Yatakta yarı çıplak uyandıkları bir sabah, Leyla Kevin’in gövdesinde onlarca ufak pembe leke fark etti. Hemen dirseğinin üstüne doğrulup, “Bak,” dedi, sevgilisinin üstüne titremeye her an hazır haliyle. Kevin, başının tüm ağırlığını taş gibi sert yastıklarının üzerine bırakmış, sessizce tavana bakıyordu. Budist bir rahip gibi ne kadar da bilge ve huzurlu görünüyordu-kendisinin asla ulaşamayacağı bir dinginlikti bu-diye düşündü Leyla. Yine de kalbine kara gölgeler düşüren derin bir şüphe yok değildi. Belki de Kevin Budist bir rahip gibi tüm benliğiyle orda olmanın tam tersine, bir doksan dörtlük gövdesiyle yatağın yarısından fazlasını kaplarken bile oradan çok uzaklardaydı.

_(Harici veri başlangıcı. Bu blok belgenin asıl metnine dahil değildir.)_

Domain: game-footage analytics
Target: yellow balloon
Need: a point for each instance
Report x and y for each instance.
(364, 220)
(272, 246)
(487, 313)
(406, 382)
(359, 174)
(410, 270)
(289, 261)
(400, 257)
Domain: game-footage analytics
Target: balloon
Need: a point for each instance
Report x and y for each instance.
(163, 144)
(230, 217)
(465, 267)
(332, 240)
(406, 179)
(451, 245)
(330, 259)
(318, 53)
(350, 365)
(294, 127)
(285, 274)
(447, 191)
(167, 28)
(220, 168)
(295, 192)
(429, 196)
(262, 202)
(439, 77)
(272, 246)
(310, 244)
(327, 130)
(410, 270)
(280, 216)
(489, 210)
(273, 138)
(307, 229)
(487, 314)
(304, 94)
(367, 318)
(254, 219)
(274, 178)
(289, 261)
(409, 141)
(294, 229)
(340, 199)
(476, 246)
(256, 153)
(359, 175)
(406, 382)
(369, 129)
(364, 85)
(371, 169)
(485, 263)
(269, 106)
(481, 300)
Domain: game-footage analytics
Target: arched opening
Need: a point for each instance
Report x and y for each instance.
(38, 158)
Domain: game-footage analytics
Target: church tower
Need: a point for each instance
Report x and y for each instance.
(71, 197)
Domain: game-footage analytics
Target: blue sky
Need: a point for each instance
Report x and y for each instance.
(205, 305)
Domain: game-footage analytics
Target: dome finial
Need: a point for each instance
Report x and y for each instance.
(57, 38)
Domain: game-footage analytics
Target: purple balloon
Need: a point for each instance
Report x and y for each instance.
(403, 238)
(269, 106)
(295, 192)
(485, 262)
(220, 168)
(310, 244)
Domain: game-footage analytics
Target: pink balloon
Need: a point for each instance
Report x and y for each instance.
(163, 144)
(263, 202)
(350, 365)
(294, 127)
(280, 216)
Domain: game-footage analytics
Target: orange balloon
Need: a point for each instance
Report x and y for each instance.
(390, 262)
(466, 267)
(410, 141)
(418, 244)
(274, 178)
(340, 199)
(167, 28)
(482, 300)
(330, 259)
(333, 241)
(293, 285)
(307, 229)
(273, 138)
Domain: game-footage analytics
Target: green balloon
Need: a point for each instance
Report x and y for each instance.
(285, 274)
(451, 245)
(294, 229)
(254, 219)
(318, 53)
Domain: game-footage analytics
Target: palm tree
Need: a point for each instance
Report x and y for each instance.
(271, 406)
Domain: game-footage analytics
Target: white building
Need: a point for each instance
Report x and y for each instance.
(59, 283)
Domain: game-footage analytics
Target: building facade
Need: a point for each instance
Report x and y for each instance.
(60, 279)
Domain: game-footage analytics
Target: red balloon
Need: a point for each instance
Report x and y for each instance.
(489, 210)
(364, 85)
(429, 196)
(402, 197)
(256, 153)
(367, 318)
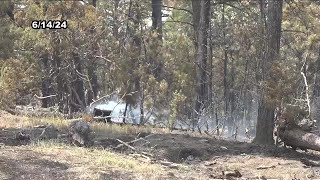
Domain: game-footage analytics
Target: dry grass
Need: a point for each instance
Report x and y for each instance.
(95, 158)
(101, 129)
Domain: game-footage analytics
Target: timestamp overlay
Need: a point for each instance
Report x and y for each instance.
(49, 24)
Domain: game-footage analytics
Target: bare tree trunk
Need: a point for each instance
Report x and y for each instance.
(46, 84)
(77, 86)
(265, 120)
(59, 79)
(155, 59)
(315, 113)
(92, 68)
(201, 24)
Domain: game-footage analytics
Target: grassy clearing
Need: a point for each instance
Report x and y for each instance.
(95, 158)
(11, 121)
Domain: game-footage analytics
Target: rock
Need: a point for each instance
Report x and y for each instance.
(49, 132)
(22, 136)
(229, 174)
(80, 133)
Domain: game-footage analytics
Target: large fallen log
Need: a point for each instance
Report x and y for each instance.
(295, 136)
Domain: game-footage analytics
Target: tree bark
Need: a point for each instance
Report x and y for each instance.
(77, 95)
(265, 120)
(201, 24)
(92, 68)
(46, 84)
(296, 137)
(157, 42)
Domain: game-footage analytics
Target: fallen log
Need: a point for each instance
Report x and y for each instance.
(296, 137)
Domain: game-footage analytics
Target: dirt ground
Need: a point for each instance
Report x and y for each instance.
(151, 156)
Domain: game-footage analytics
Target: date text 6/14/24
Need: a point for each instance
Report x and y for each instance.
(50, 24)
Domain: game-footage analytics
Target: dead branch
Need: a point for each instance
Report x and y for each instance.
(309, 162)
(134, 141)
(266, 167)
(44, 97)
(126, 144)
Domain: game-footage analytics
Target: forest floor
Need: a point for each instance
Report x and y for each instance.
(154, 154)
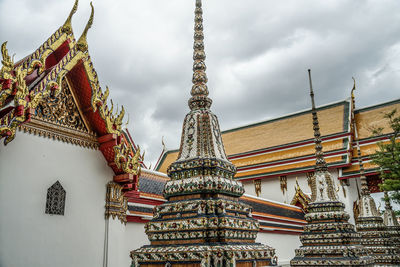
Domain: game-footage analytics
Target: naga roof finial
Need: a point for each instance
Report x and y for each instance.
(67, 27)
(320, 161)
(82, 42)
(6, 61)
(353, 99)
(199, 90)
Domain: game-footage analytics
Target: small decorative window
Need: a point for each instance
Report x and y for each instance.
(55, 202)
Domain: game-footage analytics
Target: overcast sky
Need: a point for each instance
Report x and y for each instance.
(258, 53)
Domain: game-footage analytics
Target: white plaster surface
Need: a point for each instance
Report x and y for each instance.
(29, 165)
(284, 245)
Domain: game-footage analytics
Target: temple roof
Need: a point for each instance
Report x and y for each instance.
(62, 66)
(284, 145)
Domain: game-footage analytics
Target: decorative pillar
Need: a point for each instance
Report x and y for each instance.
(116, 203)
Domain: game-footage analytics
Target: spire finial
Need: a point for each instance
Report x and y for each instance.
(67, 27)
(320, 161)
(199, 90)
(82, 42)
(363, 179)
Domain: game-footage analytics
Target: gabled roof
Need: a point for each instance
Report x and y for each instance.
(366, 119)
(58, 62)
(274, 147)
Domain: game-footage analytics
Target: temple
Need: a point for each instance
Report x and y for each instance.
(275, 158)
(328, 239)
(203, 223)
(74, 190)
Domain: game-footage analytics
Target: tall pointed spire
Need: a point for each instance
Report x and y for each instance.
(328, 237)
(320, 160)
(322, 185)
(202, 223)
(199, 90)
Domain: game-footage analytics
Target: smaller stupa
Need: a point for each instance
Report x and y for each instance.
(375, 236)
(328, 238)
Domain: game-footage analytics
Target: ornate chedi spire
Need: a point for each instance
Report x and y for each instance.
(375, 236)
(390, 220)
(328, 238)
(202, 223)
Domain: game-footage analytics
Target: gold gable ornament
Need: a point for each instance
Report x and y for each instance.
(300, 199)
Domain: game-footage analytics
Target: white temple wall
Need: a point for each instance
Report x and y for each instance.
(284, 245)
(29, 165)
(352, 195)
(271, 188)
(135, 237)
(117, 254)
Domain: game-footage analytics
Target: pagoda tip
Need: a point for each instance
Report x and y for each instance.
(82, 42)
(67, 27)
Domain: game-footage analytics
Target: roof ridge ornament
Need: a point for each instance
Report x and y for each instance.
(67, 27)
(82, 42)
(199, 90)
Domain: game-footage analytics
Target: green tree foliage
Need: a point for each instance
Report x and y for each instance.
(387, 157)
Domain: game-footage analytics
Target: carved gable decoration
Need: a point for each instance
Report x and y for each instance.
(55, 202)
(60, 118)
(61, 110)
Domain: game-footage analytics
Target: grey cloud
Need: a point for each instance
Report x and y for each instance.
(258, 53)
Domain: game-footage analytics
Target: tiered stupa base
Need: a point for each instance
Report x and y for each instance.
(328, 239)
(216, 255)
(203, 230)
(377, 241)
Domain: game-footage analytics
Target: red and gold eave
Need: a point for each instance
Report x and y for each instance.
(40, 74)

Kevin’in ona tepki vermekte geciktiğini derhal fark eden ve uzayan sessizlikle her an daha da tedirginleşen Leyla, çareyi dikkatini sevgilisinin ipeksi tenindeki pembe beneklere çevirmekte buldu. Benekler sütlacın yanık yüzeyindeki kabarcıkları andırıyordu. (Kevin’e sütlacı Turkish Kitchen’da ilk tattırdığında, Kevin’in sütlacı beğenmesi Leyla’yı çok sevindirmiş, hatta gururlandırmıştı. Sanki Kevin Türklüğe ya da bizzat ona bayılmış gibi hissetmişti Leyla.)
Bahar mevsimlerinde parmak aralarında mantar çıkmasına alışkın Leyla, Kevin’in tenindeki beneklerin de bir çeşit mantar olduğuna karar verdi. O pembe noktacıkların üzerinde parmak ucuyla sek sek oynamak geldi bir an içinden. Oynadı da, ama dokunuşlarını okşarcasına hafif tutmak kaydıyla. Çünkü içten içe, grimsi puslu gözleri hâlâ tavana dikili ve iletişime kapalı olduğu tüm hücrelerine yayılan sevgilisine dokunmaya çekiniyordu.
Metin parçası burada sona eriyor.